Pochi fondi? Problemi per le pensioni vitalizie maturate nell’antifascismo
Ornella Pajalich, 84 anni, perseguitata lei e la sua famiglia dalle leggi antiebraiche fasciste, non ha diritto alla pensione di benemerenza che lo Stato riconosce alle vittime delle discriminazioni razziali del regime perché, per la Corte dei conti, può andare a lavorare. La sentenza shock (che contraddice una recentissima direttiva del ministero del Lavoro), depositata proprio nel giorno della Memoria, è la numero uno del 2010 della Prima Sezione di appello presieduta dal giudice Davide Morgante.
La signora Pajalich aveva ottenuto l’assegno di benemerenza in primo grado in quanto il giudice contabile Agostino Basta aveva riconosciuto le discriminazioni subite da lei e, in particolare, dal padre Luigi, “doppio” perseguitato: come ebreo e come antifascista. Luigi Pajalich fu vittima delle leggi razziali e condannato per la sua attività politica contraria al fascismo. Lo dimostrano sentenze di condanne del Tribunale speciale, verbali delle questure fasciste e altri documenti prodotti durante la causa dalla figlia. Secondo il giudice Basta, il cittadino italiano di religione ebraica Luigi Pajalich aveva dunque diritto all’assegno di benemerenza come perseguitato razziale e come antifascista, benemerenza della quale alla sua morte – come previsto dalla normativa sulla reversibilità delle indennità previste per i perseguitati dal fascismo – beneficiò la figlia, anche lei vittima delle leggi razziali.

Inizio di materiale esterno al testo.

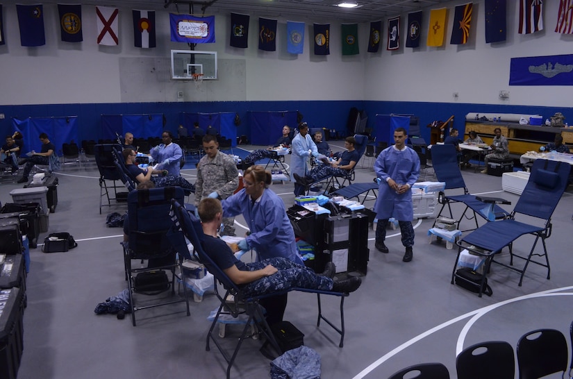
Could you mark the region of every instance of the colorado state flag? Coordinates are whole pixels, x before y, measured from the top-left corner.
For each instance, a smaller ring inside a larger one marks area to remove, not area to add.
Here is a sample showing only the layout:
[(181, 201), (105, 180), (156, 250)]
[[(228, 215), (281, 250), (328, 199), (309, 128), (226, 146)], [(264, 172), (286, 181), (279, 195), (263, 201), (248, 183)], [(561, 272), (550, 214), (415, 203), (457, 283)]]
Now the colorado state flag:
[(81, 6), (58, 4), (60, 15), (60, 32), (65, 42), (81, 42), (83, 40), (81, 25)]
[(133, 44), (135, 47), (155, 47), (155, 10), (131, 10), (133, 16)]
[(454, 14), (454, 26), (451, 27), (450, 44), (463, 44), (467, 42), (470, 35), (470, 26), (472, 22), (473, 3), (456, 7)]
[(22, 46), (46, 44), (44, 34), (44, 7), (42, 4), (22, 6), (16, 4), (18, 24), (20, 26), (20, 43)]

Ma alla sentenza di primo grado che riconosceva il sussidio alla famiglia Pajalich si è opposto, attraverso l’Avvocatura generale dello Stato, il ministro delle Finanze, che ha presentato ricorso in appello. E il secondo grado della giustizia contabile ha ribaltato la sentenza. “Poiché l’interessata non risulta sia stata riconosciuta inabile a proficuo lavoro dalle competenti Commissioni mediche”, si legge nella motivazione della sentenza, “la Corte dei conti, Sezione prima giurisdizionale centrale, nega il diritto della signora Ornella Pajalich alla reversibilità dell’assegno vitalizio di benemerenza”.
Niente vitalizio, a 84 anni si cerchi un lavoro. Si tratta di una sentenza destinata a fare discutere anche perché contraddice quanto riferito alla Camera, proprio alcuni giorni fa, da Pasquale Viespoli, sottosegretario al Lavoro, in risposta a un’interrogazione presentata dal deputato pdl Fiamma Nirenstein. “Come requisito per la concessione del vitalizio – riferisce il viceministro al Parlamento – per i soggetti di età superiore ai 65 anni è previsto unicamente un limite reddituale escludendosi quindi la sottoposizione a visita medica”.
“Ne risulta – spiega l’avvocato Rafael Levi, esperto di questa materia – che la prima sentenza di appello del 2010 crea un inquietante (e isolato) precedente. Ci chiediamo se c’era davvero bisogno di liquidare in una sola pagina un punto così sofferto e delicato (si tratta di assegni riparatori a coloro che furono perseguitati a causa di atti dello Stato, le leggi razziali e le persecuzioni, non certo di pensioni di guerra, che presuppongono il ben diverso adempimento di un dovere), cui hanno aderito decine di giudici di primo grado, confermato dalla stessa Camera dei deputati, senza almeno rimettere la questione alle Sezioni riunite”.